Disputas e desafios do modelo agrário brasileiro: quando novos instrumentos reforçam velhas desigualdades

Os últimos anos foram marcados pelo retorno da fome no país, os índices crescentes de insegurança alimentar da população, a liberação de novos agrotóxicos, a intensificação do desmatamento em nossos biomas e os desmontes institucionais de legislações, programas e políticas públicas. Todos estes foram temas que ocuparam os noticiários e a agenda política no campo agrário e agroalimentar. Se, por um lado, são nítidas ainda hoje as marcas da história no Brasil rural, por outro, como se (re) configuram na atualidade as disputas e os desafios deste modelo agrário e agroalimentar?

Pensando nisso, após três webdossiês que analisaram o desmonte da legislação socioambiental no Brasil a partir de 2016, a Fundação Heinrich Böll lança em parceria com o Observatório de Políticas Públicas para a Agricultura (OPPA) e o Grupo de Estudos em Mudanças Sociais, Agronegócio e Políticas Públicas (Gemap), vinculados à Universidade Federal Rural do Rio de Janeiro, o webdossiê “Disputas e desafios do modelo agrário brasileiro: Quando novos instrumentos reforçam velhas desigualdades”. A publicação é composta por uma série de quatro artigos que analisam a fundo as temáticas da regularização fundiária, da financeirização da agricultura, do desmonte de políticas públicas para a agricultura e das desigualdades fundiárias, sob uma abordagem interseccional. Os artigos foram elaborados entre 2021 e 2022 por uma equipe de pesquisadoras e pesquisadores que nos últimos anos vem refletindo sobre os temas aqui apresentados.

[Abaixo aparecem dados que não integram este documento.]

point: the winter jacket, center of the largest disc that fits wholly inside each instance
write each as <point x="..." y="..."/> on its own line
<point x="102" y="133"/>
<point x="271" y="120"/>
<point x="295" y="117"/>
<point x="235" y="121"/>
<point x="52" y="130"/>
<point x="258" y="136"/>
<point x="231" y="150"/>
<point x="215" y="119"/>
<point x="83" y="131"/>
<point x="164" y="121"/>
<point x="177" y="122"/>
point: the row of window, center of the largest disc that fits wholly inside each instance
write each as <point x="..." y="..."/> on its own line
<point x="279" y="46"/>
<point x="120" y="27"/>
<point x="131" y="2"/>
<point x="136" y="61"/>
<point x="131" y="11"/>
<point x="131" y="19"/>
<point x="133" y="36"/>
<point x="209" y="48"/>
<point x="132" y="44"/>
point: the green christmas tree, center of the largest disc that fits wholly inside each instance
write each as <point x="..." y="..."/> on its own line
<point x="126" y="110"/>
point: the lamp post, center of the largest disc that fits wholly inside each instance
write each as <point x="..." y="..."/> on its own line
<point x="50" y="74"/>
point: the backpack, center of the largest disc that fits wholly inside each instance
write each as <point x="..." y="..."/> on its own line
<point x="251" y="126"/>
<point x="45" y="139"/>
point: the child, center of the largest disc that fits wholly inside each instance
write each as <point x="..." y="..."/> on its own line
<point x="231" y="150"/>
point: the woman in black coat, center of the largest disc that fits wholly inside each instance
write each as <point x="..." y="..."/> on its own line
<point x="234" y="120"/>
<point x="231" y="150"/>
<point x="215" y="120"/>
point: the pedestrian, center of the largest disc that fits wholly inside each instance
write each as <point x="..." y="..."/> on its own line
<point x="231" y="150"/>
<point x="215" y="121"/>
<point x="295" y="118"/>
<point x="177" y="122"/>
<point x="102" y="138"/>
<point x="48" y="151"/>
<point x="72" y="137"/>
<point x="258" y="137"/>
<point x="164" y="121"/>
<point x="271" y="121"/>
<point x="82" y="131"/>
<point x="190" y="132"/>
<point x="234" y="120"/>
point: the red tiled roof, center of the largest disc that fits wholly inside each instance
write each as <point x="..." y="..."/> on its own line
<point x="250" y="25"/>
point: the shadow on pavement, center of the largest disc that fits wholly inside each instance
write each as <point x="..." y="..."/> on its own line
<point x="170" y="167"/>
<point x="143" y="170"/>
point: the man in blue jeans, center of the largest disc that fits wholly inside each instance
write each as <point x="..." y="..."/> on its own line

Este dossiê busca observar aspectos sociais e ambientais a partir da lente do mundo agrário e do rural brasileiro. As publicações captam mudanças recentes no cenário agroalimentar e agroambiental, apontando tendências como a consolidação da regularização fundiária como pauta do setor do agronegócio que, na prática, regulariza terras historicamente griladas. Como consequência, médios e grandes proprietários que ocupam terras públicas são beneficiados por estas facilidades na regularização. Os impactos podem ser percebidos através do aprofundamento das desigualdades fundiárias, com nítidos recortes interseccionais: custos - econômicos, sociais e ambientais - são sentidos pelos grupos sociais mais vulnerabilizados e empobrecidos, ou seja, as populações negras, em especial as mulheres negras e indígenas. Elas têm menos direitos de acesso à terra e mais responsabilidades. Dados sistematizados e apresentados neste webdossiê também indicam que as novas dinâmicas de financeirização da vida, da economia e da política evidenciadas no século XXI promovem a expansão de um já poderoso setor do agronegócio e da mineração em associação com novos atores financeiros dominantes, a exemplo dos fundos de pensão e de investimentos; aprofundando, assim, as desigualdades dos mercados fundiários e as condições de acesso à terra. Além do aumento de poder do capital financeiro nas cadeias de commodities e no mercado de direitos sobre a terra, apresentam a arquitetura dos desmontes ocorridos em políticas públicas entre 2016 aos dias atuais, com a perda das capacidades estatais na agenda agrária e alimentar, como no caso apresentado do Programa de Aquisição de Alimentos (PAA).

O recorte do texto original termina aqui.